Junior Darrius Hart believes he can give Brooks a run for his money in the fashion department.

“It depends on what day of the week it is. You could throw me in there. Not on ‘Tie Tuesday,’ though,” grinned Hart.

“When it comes to suits, I’m the clear winner,” countered Brooks with a smile. “But some of the outfits he has, he’s probably better off.”

Like any self-respecting fashionista, Brooks has his no-nos when it comes to his ties.

“I won’t wear jeans when I wear ties. Or pullovers. And I try not to wear sneakers,” said Brooks.

Junior Sterling Sheffield said Brooks always has a different look.

“Sometimes, he’ll have an NFL team on his tie. Other times he’ll wear a colorful tie or a nice striped tie. Sometimes it’s business, sometimes it’s a little fun,” said Sheffield.

Brooks’ fashion flair definitely seems to rub off on those around him.

“He is an example of a kid who loves life, who loves where he’s at,” said UMaine head coach Joe Harasymiak. “He’s an unbelievable kid. He takes advantage of every opportunity he has. He’s a great representative of our program.”

Brooks also takes pride in his efforts on the football field. He has started every game since his redshirt freshman (second) season. He was a tackle for two years before moving to guard in 2016.

“He has been a warrior for us,” said Harasymiak. “He’s never hurt and even if he is, he fights through it. He has been a staple in the trenches for us.”

“He has never even missed a practice since I’ve been here,” said Coen, UMaine’s second-year offensive coordinator. “That’s very, very rare for an offensive lineman.”

Brooks said he has learned to take good care of his body and get rest to help avoid or recover from minor injuries.

“He’s the hardest-working guy out there,” said Picucci. “He’ll do anything you ask him. He’s everything you want in a football player.”

Brooks and his fellow offensive linemen have allowed only one sack this season and surrendered just 14 last year — tied for fourth fewest among the 12 Colonial Athletic Association teams.

“We want to be the best offensive line in the nation,” said the son of Elijah and Maureen Brooks. “We work real hard in practice to perfect our technique and come together.”

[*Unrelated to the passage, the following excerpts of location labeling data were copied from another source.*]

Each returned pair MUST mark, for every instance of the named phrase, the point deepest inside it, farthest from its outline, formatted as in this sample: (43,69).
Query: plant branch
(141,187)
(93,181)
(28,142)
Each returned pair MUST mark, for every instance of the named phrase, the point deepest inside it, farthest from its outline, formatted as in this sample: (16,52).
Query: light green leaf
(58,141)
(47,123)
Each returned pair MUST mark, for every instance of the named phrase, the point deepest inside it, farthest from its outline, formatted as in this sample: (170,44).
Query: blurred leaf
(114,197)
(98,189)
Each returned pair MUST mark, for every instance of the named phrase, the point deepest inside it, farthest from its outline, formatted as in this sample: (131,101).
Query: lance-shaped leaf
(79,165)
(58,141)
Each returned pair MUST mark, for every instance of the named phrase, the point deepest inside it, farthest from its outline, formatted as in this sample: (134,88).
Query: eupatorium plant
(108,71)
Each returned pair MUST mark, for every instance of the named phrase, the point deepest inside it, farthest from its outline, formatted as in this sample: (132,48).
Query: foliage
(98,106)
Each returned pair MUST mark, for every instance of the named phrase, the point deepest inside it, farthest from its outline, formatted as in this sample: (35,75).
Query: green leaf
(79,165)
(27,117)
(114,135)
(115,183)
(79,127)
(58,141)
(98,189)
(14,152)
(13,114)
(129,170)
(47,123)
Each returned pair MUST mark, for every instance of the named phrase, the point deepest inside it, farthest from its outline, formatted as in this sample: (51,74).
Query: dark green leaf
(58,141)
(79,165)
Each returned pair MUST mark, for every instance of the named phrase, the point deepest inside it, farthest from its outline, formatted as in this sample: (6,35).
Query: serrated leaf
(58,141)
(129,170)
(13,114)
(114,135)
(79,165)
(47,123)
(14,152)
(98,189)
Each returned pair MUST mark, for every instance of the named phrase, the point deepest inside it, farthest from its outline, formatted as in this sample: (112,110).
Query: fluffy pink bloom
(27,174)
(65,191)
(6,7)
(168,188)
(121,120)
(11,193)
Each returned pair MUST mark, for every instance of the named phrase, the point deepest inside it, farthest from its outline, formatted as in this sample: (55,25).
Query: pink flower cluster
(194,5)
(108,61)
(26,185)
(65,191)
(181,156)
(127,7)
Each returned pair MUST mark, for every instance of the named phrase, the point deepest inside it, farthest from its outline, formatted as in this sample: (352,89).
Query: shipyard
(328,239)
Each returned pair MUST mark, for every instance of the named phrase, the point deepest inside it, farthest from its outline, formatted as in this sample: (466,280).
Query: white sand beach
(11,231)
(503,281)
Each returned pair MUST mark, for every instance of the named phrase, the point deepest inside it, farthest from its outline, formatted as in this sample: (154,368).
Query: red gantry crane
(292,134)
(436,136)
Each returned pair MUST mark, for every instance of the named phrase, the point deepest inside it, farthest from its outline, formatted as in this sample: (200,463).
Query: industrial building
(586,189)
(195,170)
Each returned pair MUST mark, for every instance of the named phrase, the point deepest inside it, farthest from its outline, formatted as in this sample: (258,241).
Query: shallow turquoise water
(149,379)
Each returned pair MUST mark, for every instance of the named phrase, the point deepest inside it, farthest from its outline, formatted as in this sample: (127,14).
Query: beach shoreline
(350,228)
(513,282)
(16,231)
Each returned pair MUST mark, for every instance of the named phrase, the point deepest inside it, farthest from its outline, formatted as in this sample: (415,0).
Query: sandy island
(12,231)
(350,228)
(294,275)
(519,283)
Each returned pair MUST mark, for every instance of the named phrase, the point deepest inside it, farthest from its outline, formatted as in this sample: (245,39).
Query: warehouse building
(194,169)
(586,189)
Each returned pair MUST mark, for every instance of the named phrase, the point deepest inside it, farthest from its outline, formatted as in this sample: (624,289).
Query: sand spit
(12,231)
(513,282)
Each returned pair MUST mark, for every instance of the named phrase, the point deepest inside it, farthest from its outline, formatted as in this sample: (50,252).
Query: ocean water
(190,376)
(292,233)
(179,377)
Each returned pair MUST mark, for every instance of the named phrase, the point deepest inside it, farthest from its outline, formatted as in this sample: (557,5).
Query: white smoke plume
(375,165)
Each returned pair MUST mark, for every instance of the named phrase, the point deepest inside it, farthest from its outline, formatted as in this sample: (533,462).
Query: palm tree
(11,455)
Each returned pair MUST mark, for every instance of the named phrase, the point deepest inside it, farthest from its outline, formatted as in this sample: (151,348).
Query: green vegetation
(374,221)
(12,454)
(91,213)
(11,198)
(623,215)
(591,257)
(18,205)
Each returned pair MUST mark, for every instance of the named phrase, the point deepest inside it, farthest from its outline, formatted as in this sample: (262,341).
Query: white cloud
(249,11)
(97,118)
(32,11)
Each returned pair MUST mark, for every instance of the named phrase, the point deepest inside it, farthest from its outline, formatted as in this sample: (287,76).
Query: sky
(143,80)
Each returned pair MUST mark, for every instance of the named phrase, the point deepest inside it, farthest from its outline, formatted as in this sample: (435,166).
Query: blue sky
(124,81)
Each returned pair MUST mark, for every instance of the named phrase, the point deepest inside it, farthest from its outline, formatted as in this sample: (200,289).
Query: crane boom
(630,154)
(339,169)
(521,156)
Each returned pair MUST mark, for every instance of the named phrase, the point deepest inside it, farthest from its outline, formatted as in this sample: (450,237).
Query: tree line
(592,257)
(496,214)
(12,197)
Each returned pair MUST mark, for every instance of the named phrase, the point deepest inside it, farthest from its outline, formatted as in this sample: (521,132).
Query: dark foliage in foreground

Brooks is happy with his career to date and feels he has improved every year. He was quick to point out that switching from tackle to guard was like starting all over again.

“Guard is different. I had to make some changes,” said Brooks who was a two-way tackle in high school. “I’ve got more knowledge of the plays and the technique. I’ve gotten more football smart over the years. Everything is coming easier now. I’m putting everything together.”

“He does all the little things right,” said Demby.

“It’s definitely nice running behind him,” said sophomore Josh Mack. “He always tells me to look for him in the end zone so he can pick me up.”

There were several things about UMaine that attracted Brooks when he was being recruited.

“It’s nice and quiet. (Former offensive line coach Jeff Ambrosie) was a good coach,” said Brooks, who is an accounting major. “The off-campus housing was nice and my teammates were good. And I liked the weight program.”

His decision to attend UMaine has worked out nicely for him and for the Black Bears, especially those who hadn’t given much thought to fashion.